Celebrating this remarkable progress, Miftakhov said: 

“This is a major moment, not just for ZeroAvia, but for the aviation industry as a whole, as it shows that true zero-emission commercial flight is only a few years away. The first flight of our 19-seat aircraft shows just how scalable our technology is and highlights the rapid progress of zero-emission propulsion. This is only the beginning - we are building the future of sustainable, zero climate impact aviation. Our approach is the best solution to accelerate clean aviation at scale. Congratulations to everyone on our team and all of our partners and stakeholders for the collective effort that brought us to this monumental day in history.” 

A Long Runway, But Worth It 

Aviation accounts for about 3% of global greenhouse gas emissions. While airlines and some industry groups have pledged to cut emissions to net-zero by 2050, the demands of flying are difficult to achieve without fossil fuels. 

Hydrogen fuel cells represent one possible route that companies hope can help reduce emissions from the industry, but to make significant cuts, the technology would need to be scaled up to power relatively large aircraft.

However, ZeroAvia’s historic first flight shows significant commercial momentum, including an engine order from American Airlines, a partnership agreement with OEM Textron Aviation, and infrastructure partnerships with airports including Rotterdam, Edmonton International, and AGS Airports. 

With promising pre-orders and partnerships, ZeroAvia is well positioned to lead the industry’s transformation to a clean and environment-friendly future for the aviation industry.

As Grant Shapps, Secretary of State for Business, said: 

“Today’s flight is a hugely exciting vision of the future—guilt-free flying and a big step forward for zero-emission air travel.

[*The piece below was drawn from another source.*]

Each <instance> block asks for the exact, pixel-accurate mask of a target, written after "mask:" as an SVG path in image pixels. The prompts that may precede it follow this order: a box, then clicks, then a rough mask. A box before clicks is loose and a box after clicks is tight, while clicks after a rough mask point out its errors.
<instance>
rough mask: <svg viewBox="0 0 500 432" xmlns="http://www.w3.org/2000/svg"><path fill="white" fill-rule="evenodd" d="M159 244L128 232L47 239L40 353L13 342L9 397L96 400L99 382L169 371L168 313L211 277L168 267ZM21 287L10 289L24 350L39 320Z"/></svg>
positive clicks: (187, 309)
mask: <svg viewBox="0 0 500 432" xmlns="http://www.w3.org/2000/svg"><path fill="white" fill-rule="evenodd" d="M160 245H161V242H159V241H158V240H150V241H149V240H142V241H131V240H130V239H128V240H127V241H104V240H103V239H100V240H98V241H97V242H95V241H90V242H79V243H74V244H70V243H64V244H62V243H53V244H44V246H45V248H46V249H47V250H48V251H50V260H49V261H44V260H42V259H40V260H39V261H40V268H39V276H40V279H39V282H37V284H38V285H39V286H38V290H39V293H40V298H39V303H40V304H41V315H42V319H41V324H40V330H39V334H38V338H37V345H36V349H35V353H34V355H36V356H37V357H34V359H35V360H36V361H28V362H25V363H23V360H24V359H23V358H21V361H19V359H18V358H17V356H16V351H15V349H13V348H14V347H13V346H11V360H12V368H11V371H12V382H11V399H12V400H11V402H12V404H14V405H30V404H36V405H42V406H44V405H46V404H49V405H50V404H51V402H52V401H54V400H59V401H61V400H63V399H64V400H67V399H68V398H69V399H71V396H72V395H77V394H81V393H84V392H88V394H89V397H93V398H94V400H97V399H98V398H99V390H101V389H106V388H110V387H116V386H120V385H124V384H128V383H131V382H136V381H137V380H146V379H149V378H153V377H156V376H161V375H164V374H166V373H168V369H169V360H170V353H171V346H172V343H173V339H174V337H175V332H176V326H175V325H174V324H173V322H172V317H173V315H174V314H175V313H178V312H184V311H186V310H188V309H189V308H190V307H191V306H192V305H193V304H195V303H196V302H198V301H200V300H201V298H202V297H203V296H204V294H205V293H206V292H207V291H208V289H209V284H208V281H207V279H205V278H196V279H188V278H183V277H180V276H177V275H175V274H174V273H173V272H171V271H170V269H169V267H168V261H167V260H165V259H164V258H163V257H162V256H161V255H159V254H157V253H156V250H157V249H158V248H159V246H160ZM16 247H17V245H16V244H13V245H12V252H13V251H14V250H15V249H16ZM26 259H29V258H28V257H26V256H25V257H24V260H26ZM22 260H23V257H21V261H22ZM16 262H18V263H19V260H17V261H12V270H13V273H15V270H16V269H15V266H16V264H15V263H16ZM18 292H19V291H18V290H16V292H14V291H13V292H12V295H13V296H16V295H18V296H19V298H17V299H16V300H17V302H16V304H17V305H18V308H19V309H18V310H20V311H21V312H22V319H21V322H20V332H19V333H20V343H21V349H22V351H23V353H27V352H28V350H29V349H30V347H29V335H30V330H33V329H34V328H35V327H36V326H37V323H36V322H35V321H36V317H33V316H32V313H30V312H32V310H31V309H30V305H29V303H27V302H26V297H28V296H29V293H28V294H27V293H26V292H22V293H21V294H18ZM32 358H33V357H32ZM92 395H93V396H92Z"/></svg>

It also demonstrates how government funding for projects like these is translating into net zero growth. The U.K. is a world leader in green aviation technology, and the global shift to cleaner forms of flight represents a huge opportunity to secure growth and jobs for our country. That's why we are backing businesses who share our ambitions, reaping the benefits of green technology and growing the thousands of new, skilled jobs that come with it.” 

Why This is Important 

ZeroAvia’s monumental test flight this year is important because a hydrogen-powered airplane is not just a revolutionary new product; it is also a symbol of hope and progress, a beacon of light in a world that desperately needs it. 

This marks a new chapter in the history of aviation and the fight against climate change. ZeroAvia is one of the companies leading this charge, and the world is noticing it.